VTL ST-85 power amplifier Page 3
Mr. Tube Man paid another visit, and brought a second ST-85—just as he'd promised. We hooked them up so that one handled the midrange and tweeter for both NHT 2.5i speakers, the other the bass. Doing it that way, instead of giving each speaker its own amplifier, made it easy to compare the performance of one to two—a couple of quick changes at each speaker was all it took. Luke listened for a bit, nodded his approval, and headed back home.
It wasn't long before, to my surprise, I was nodding in the affirmative as well. I didn't expect much of a change—perhaps more control and heft in the bass—but the changes were indeed much. Tom Waits' "Goin' Out West" (from Bone Machine, Island 314-512580-2) was presented more crisply with two ST-85s. By comparison, one amp by itself seemed a little drowsy. Waits' hysterical vocals (and lyrics: "I'm going out west where the wind blows tall / 'Cause Tony Franciosa used to date my ma") were better defined and more solidly outlined in the swampy, reverberant, made-in-the-studio atmosphere.

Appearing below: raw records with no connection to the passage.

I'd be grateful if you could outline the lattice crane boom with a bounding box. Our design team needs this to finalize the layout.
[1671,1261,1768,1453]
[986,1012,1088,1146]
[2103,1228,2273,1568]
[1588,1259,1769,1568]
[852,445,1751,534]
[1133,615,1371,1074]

My expectations of what two ST-85s would provide weren't completely off base (make that "off bass"), as LF performance was indeed improved. On "Hitchin' a Ride," from Green Day's Nimrod (CD, Reprise 46794-2), the bass and drums came across as tighter, punchier, and more powerful with both amplifiers in the system. Likewise on the aforementioned Waits cut, where the bass drum Waits beats sounded as if its head was a little more taut via the pair of ST-85s.
This may not come as a surprise to anyone, but with two amplifiers, I could play music louder, cleaner. Playing these cuts as loudly as I like (which is pretty loud) with one amp, congestion started to become apparent; with two amps, no.
On more, ahem, refined material, also played loudly, such as Bartók's Music for Strings, Percussion, and Celeste (LP, RCA/Classic LSC-2374), the increase in available power resulted in what I'd call a reduction of strain. It was as if the system found it easier to present the music, that having two amplifiers allowed the music to simply flow. Focus was, again, tightened—the attacks of pizzicato strings, percussion, and the celeste were sharp and precise, lending a holographic quality to their respective instrumental images. The sense of recording space—both depth and breadth—was also more fully realized. The overall result of this set of changes was an increase in musical involvement.
Nor were the improvements wrought by two ST-85s limited to the larger NHTs. Putting the Joseph Audio RM-7si speakers back into the system showed similar gains. The Stan Kenton Orchestra's Birthday in Britain (LP, Creative World ST1065) sounded vibrant and three-dimensional with one ST-85, but with two it climbed to a whole other level, coming almost to life.
Need an amplifier? Stereo, specifically? Do you have champagne tastes but a beer budget? (Okay, so "beer" here means "ultra-premium microbrew.") And, to complete our qualification questionnaire, would you like a well-defined upgrade path so you can improve your system in a straightforward, no-brainer manner as finances allow?
If so, step right up. The VTL ST-85 is solidly built and a breeze to use—biasing is easy, there's only one output tap, and it has a cover to keep nosy pets and kids from getting burned. It offers outstanding performance driving real-world speakers, performance so good that I'll bet my last EL34 you'll be as amazed as I was at the improvement when you upgrade by adding a second ST-85. After that, if you want to keep going up the VTL amplifier ladder, there are plenty of rungs to climb...but that's another story (footnote 2).
This story is about the ST-85, and it's one with a happy ending. The ST-85 is, in many ways, the finest amplifier I've had in my system. (The Bryston B-60R integrated is its main rival.) The VTL imparts a 3-D sense of the original event while retaining truth of timbre, a combination that very few components can match, at this or any price. Very highly recommended.
Footnote 2: You can read about the ST-85's bigger brothers in previous issues of Stereophile: the MB-175 Signature monoblocks, Vol.20 No.6, p.155; the MB-450 Signature monoblocks, Vol.19 No.7, p.170; the MB-750 Signature monoblocks, Vol.20 No.12, p.157; and the giant Wotan MB-1250 monoblocks, Vol.19 No.10, p.257.